(Por Leo Baldo)
Un 8 de noviembre de 1962 se fundó La Mañana.
Un 8 de noviembre, pero de 1836, se fundó 25 de Mayo.
Dos nacimientos que, quizás por destino o por sentido, quedaron entrelazados para siempre.
189 años de historias contadas, soñadas, olvidadas, grabadas, impresas o digitalizadas.
El diario ya no circula en papel. La tinta y el olor de la impresión, símbolos de aquella galaxia de Gutenberg, se desvanecieron en el aire del siglo XXI. Sin embargo, la historia sigue —y sigue siendo contada— en otras superficies, con otras velocidades, desde pantallas que brillan más de lo que iluminan. Remi y Andrés, lo saben.
Será casualidad, me pregunto seguido, que el diario que tanto habló sobre nuestro pueblo haya nacido el mismo día que nació el pueblo mismo. Tal vez lo sabían Rocha, Borda y Maldonado, presentes aún en el recuerdo de cada uno de nosotros.

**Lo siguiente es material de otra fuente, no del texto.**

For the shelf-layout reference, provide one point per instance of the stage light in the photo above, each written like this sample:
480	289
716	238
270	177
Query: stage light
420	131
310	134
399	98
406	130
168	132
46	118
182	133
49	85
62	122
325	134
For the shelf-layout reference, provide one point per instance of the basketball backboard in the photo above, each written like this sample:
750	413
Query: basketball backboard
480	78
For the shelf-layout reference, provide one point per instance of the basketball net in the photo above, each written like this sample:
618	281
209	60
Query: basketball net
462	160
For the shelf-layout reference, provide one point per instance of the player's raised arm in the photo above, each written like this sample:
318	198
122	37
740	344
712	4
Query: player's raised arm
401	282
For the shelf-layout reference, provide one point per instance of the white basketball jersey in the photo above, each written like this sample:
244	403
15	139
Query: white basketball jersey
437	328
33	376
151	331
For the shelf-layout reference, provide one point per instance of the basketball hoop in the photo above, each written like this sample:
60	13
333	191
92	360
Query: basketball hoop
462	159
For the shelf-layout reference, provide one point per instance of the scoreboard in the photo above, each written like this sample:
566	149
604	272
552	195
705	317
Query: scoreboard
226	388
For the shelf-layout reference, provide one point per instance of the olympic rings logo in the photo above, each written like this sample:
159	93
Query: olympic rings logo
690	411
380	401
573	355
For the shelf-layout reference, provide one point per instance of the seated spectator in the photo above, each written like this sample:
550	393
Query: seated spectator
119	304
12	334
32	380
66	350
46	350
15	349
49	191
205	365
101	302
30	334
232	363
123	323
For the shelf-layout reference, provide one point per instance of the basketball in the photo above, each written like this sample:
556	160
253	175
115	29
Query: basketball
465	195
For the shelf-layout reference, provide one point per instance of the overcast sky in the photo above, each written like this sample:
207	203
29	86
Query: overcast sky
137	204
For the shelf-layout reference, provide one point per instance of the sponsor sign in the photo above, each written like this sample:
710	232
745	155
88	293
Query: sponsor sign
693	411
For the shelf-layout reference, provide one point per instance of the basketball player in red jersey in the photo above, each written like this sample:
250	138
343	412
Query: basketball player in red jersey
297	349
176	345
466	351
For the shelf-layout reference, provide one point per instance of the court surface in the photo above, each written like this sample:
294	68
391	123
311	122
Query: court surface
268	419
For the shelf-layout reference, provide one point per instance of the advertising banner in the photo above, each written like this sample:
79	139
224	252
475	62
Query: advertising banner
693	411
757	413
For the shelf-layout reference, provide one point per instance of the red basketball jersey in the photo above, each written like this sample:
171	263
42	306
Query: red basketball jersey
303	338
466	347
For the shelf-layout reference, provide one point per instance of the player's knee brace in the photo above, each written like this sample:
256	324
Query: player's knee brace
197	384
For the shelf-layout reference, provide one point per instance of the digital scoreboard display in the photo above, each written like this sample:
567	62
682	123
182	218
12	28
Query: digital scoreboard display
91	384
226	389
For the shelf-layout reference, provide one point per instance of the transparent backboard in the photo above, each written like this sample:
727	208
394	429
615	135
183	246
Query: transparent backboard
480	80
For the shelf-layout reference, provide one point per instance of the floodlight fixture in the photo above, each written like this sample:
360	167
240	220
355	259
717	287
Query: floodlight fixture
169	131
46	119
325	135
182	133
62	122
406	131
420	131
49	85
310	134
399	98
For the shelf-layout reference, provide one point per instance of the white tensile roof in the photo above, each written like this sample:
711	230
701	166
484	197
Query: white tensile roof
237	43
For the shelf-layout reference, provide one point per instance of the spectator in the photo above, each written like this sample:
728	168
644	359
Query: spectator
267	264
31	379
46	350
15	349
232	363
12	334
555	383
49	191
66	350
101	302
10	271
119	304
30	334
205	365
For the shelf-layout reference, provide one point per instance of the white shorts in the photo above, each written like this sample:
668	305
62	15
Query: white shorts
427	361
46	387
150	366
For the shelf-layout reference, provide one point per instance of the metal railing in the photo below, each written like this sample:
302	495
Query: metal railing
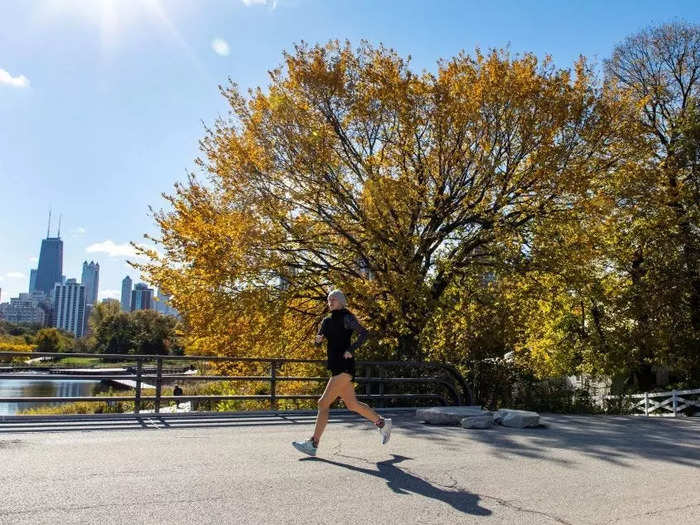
445	384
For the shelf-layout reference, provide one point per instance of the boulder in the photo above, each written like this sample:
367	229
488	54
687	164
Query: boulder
447	415
517	418
481	421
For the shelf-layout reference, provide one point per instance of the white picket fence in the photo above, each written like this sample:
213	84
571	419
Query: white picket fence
669	404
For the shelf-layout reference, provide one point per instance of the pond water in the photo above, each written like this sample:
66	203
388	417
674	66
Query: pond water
44	388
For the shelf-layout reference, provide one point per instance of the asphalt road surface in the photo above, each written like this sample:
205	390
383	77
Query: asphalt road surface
242	469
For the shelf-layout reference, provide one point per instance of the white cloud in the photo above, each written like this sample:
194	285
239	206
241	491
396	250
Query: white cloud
220	47
115	250
271	3
6	78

Porque, al final, algo solo existe cuando se cuenta.
Si no se nombra, no existe. Y eso lo supieron bien los periodistas que, desde la palabra hablada hasta la nota firmada, sostuvieron con oficio el relato de quiénes somos. Somos veinticinqueños, pero no hay una sola definición de “veinticinqueño”. Hay muchas, infinitas, tantas como voces que habitan este suelo.
La Mañana fue, durante décadas, ese espejo que nos devolvía una imagen posible. Y también fue el espacio de discusión, de disenso, de interpretación. Como todo periodismo verdadero, asumía el riesgo de no ser entendido, de ser discutido, pero jamás de ocultarse. El periodismo es eso: poner la cara. Y en ese gesto está el pueblo.
Hoy, en cambio, asistimos a una época donde la palabra se acelera y se diluye.
Las redes nos dieron una multiplicación de voces, pero también una pérdida de códigos.
Mientras más información circula, más nos cuesta leer.
Mientras más se dice, menos se asume.
Y en esa anomia digital, el anonimato se volvió moneda corriente, un modo cómodo de hablar sin hacerse cargo.
¿Eso también es contar el pueblo?
No lo creo.
Contar el pueblo es firmar, es salir a buscar historias, es tener una voz reconocible, como la tuvo Aníbal Borda detrás de “El Vigía”, ese periodista que salía en bicicleta a narrar lo que veía. Ese periodismo —el que no se esconde— es el que sostiene el alma de una comunidad.
Los nuevos formatos, las pantallas, los portales, las redes… son solo herramientas.
Pero el oficio —la responsabilidad de contar con nombre y apellido, con mirada y con ética— no puede perderse. Porque cuando se pierde, se pierde también parte del pueblo.
Por eso, en este doble aniversario —el de 25 de Mayo y el del diario que ya no se imprime—, quiero creer que la historia sigue viva, solo que cambió de soporte. Ya no hay plomo ni papel, pero hay voces, hay miradas, hay personas que siguen contando.
Y eso importa. Porque mientras haya alguien que cuente con verdad y con coraje, el pueblo sigue existiendo.
Salud por los 189 años, por la palabra que persiste, y por todos los que siguen poniendo la cara.
El anonimato no es parte del pueblo.